Unfortunately, here is where I get lost. Essentially, Professor Amar points out that neither First Amendment paradigm (local citizen complaining about distant federal government vs. beleaguered southern Unionist advancing Reconstruction against irate locals) is contained in the text of the First Amendment. Likewise, the text of the Amendment does not reflect either the pro-jury or the anti-jury rules that flow from those paradigms.

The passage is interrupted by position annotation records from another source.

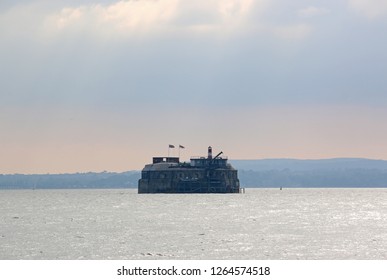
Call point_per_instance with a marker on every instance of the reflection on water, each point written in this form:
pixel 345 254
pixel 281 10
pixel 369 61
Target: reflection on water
pixel 261 224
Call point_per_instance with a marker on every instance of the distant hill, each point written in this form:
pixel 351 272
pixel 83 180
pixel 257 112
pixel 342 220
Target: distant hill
pixel 309 164
pixel 340 172
pixel 77 180
pixel 264 173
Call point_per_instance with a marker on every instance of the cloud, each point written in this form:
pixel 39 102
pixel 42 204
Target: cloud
pixel 371 9
pixel 150 19
pixel 147 16
pixel 293 32
pixel 312 11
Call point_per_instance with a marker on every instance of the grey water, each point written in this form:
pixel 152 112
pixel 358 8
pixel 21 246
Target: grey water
pixel 286 224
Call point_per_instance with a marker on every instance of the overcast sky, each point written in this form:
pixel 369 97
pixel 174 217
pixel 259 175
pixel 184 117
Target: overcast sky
pixel 105 85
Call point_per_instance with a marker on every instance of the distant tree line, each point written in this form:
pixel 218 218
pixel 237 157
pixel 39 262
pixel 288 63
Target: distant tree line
pixel 342 178
pixel 78 180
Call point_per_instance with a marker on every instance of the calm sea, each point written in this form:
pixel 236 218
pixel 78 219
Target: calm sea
pixel 260 224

Professor Amar then proceeds as follows:
"[It is reasonable to infer] that the core purpose of the unreconstructed First Amendment was to prevent not majority tyranny, but self-dealing by unrepresentative government agents. Given an agency-cost theory of free speech, a jury may well be the best guardian of the First Amendment’s core – a conclusion buttressed by the efforts of eighteenth-century speakers like Zenger and Callender to appeal from judge to jury. But if the original “First Amendment due process” theory is built in part on structural inferences from Barron, then the Fourteenth Amendment’s repudiation of Barron requires us to rethink the original assumptions that led us to juries. Once the Fourteenth Amendment is on the books, the agency theory of free speech is less explanatory than the minority-protection theory, for the latter better accounts for speech limitations on majoritarian state legislatures. And the minority-protection theory suggests a different optimal allocation between judge and jury. To put the structural point textually, the parallel language between the First Amendment and the Fourteenth should strongly incline us toward a unitary theory of freedom of speech against both state and federal governments.
With all due respect to Professor Amar, whom I admire greatly, I just don’t think this flies (or, more likely, I just don’t understand what he's saying). Professor Amar may well be correct that “[o]nce the Fourteenth Amendment is on the books . . . the minority-protection theory . . . better accounts for speech limitations on majoritarian state legislatures.” That does not establish, however, that the minority-protection theory better accounts for speech limitations on the federal government. In 1866-68, Republicans who passed the Fourteenth Amendment almost certainly viewed the federal government -- which they controlled -- as part of the solution, not part of the problem. Why isn’t it equally or more reasonable to posit different theories applicable to the federal and state governments?